In the face of vocal opposition, the San Francisco School Board on Tuesday backed down from a proposal to shift some $2.3 million in funding from the visual and performing arts program to elementary school physical education, but said the program’s high administrative costs required further review.
A day ahead of a vote on the San Francisco Unified School District’s 2019-2020 Public Education and Expenditure Plan — a nearly $80 million budget that includes some $40 million for the Sports, Libraries, Arts, and Music (SLAM) programs — scheduled for Tuesday, a school board committee had drafted an amendment to cut recommended funding for administrators and consultants in the music and arts programs. The funds were instead to be directed toward physical education programs.
In response, dozens of San Francisco art educators, students and their families mobilized at Tuesday meeting to speak against the funding, which they said would jeopardize arts education in San Francisco’s public schools.
“I barely graduated from high school and I went on to teach at that high school — if it wasn’t for the enlightening experience I had through being exposed to music in public schools for free, I wouldn’t be here in front of you,” said Ahkeel Mestayer, an artist-in-residence at the Ruth Asawa School of the Arts. “In recent years the school district has talked a lot about equity, and I would like you to evaluate what your actions are against your rhetoric.”

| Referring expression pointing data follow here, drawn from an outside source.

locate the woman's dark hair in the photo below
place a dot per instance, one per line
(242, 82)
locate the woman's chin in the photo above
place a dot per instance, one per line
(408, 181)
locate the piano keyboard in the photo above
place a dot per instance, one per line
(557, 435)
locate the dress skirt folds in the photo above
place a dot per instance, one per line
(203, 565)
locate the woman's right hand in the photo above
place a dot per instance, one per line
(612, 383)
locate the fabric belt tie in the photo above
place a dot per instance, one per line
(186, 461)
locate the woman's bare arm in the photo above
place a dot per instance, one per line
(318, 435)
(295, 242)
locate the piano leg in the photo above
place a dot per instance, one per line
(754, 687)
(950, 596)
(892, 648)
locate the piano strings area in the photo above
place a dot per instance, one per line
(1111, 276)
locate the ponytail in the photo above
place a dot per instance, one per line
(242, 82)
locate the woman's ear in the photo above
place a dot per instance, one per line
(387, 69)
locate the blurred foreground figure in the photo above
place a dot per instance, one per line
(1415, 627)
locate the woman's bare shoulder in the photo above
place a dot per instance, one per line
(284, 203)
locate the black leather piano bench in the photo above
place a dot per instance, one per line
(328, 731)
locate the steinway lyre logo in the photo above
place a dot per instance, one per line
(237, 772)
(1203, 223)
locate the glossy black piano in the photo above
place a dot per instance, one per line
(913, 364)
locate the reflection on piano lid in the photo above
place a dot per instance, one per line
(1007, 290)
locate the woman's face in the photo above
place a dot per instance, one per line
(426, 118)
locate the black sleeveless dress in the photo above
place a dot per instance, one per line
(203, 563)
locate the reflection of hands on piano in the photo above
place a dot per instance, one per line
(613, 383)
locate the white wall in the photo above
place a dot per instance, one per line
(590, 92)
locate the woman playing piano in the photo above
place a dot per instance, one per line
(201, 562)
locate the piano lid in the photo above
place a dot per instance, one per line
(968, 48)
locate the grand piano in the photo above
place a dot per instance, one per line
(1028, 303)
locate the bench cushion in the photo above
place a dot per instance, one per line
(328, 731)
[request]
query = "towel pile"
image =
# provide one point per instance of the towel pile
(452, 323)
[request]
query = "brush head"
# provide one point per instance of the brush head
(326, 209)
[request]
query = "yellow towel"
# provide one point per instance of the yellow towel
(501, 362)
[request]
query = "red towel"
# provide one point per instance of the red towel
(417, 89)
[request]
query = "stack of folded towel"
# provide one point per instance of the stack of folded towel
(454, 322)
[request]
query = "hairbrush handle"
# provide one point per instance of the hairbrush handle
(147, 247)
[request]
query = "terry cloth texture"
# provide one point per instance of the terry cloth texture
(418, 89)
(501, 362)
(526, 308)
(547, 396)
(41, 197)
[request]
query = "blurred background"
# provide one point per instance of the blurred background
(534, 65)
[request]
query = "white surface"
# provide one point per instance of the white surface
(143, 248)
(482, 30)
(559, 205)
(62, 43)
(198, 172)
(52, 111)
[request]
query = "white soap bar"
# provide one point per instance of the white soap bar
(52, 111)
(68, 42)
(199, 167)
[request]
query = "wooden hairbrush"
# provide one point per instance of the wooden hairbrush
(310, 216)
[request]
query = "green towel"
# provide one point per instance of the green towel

Citing concerns over spending and transparency, school board members said nearly 5.8 percent of the proposed $16 million allocation for music and arts programs are dedicated to administrators in the VAPA office, which administers programs for district schools. The funding is meant to directly bolster student resources and services.
Commissioner Alison Collins said that the proposed funding transfer followed a recommendation by an oversight body that money should be directed “to the immediate benefit to students and advancing equity and social justice among other issues.”
Collins and other commissioners questioned line items in the VAPA budget — including $30,000 for designing its website and $50,000 for support in updating the 2006 Arts Education Master plan, the district’s blueprint for integrating the arts into students’ daily curriculum.
“Many of our departments maintain a website — the math team, the humanities tea have their own websites— but they don’t necessarily spend $30,000 on designing them,” Collins told the San Francisco Examiner ahead of Tuesday’s meeting. “How many hundreds of thousands of dollars have we spent refreshing a plan that we haven’t seen. Why are we spending money on administrative costs which normally come out of the general fund?”
The amendment would have directed SFUSD staff to find “alternative funding” for VAPA administrators, such as pulling that money out of the district’s general fund.
But Second District Parent Teacher Association President Kari Gray said swapping the funding for VAPA administrators with money from the general budget could result in future cuts to those positions.
During nearly two hours of public comment, many arts and music educators said that their programs have long been underfunded by the district, and that the PEEF funding provides them with crucial resources.
A Presidio Middle School band teacher said that he provides about 200 students each year with instruments from “the 60s or earlier.”
“Most are falling apart — when we perform anywhere I bring paperclips and tape to keep them together,” the man said. “PEEF funds our jazz band directly. Without that funding..that would be no more.”
The commissioners assured the hearing’s attendees that they supported funding arts education and had no intention of cutting actual programs.
“It’s important that we clarify that the cuts are not targeting arts and music program, we are not cutting administration. We should be funding the administration of VAPA programs though the general fund,” said Commissioner Gabriela Lopez.
Still, arts advocates said that without a clear funding alternative, the money should not be directed away from VAPA, and insisted that the proposal would undercut ongoing efforts to update the master plan, which are spearheaded by VAPA. The updated plan is expected to come before the board in the next two months.
OVERSET FOLLOWS:“I urge you before you start tinkering around [to] wait for results of 18 months of community conversations,” said Sandra Halladey, an advocate for arts education who added that the plan would, among other things examine funding allocations associated with VAPA programs.
Others said that the sudden change seemed inappropriate, a sentiment that resonated with school board president Stevon Cook.
“Making a decision like this is really disruptive. We have four years to figure this out. I think it is good governance and policy to approve the superintendent’s recommendation and to work with him and staff and make these reforms over the next year,” said Cook, adding that “part of the issue about tonight’s meeting, is that this came off as an attack on the arts, which wasn’t the intention of the spending reappropriations. We heard [hours] of public comment because of [miscommunication].”
Pressed with an April 1 deadline to approve the PEEF budget, the board approved the budget proposal without the amendment calling for a transfer of the VAPA funding, but requested a commitment from the superintendent to increase transparency around how the funding is spent and to conduct an audit.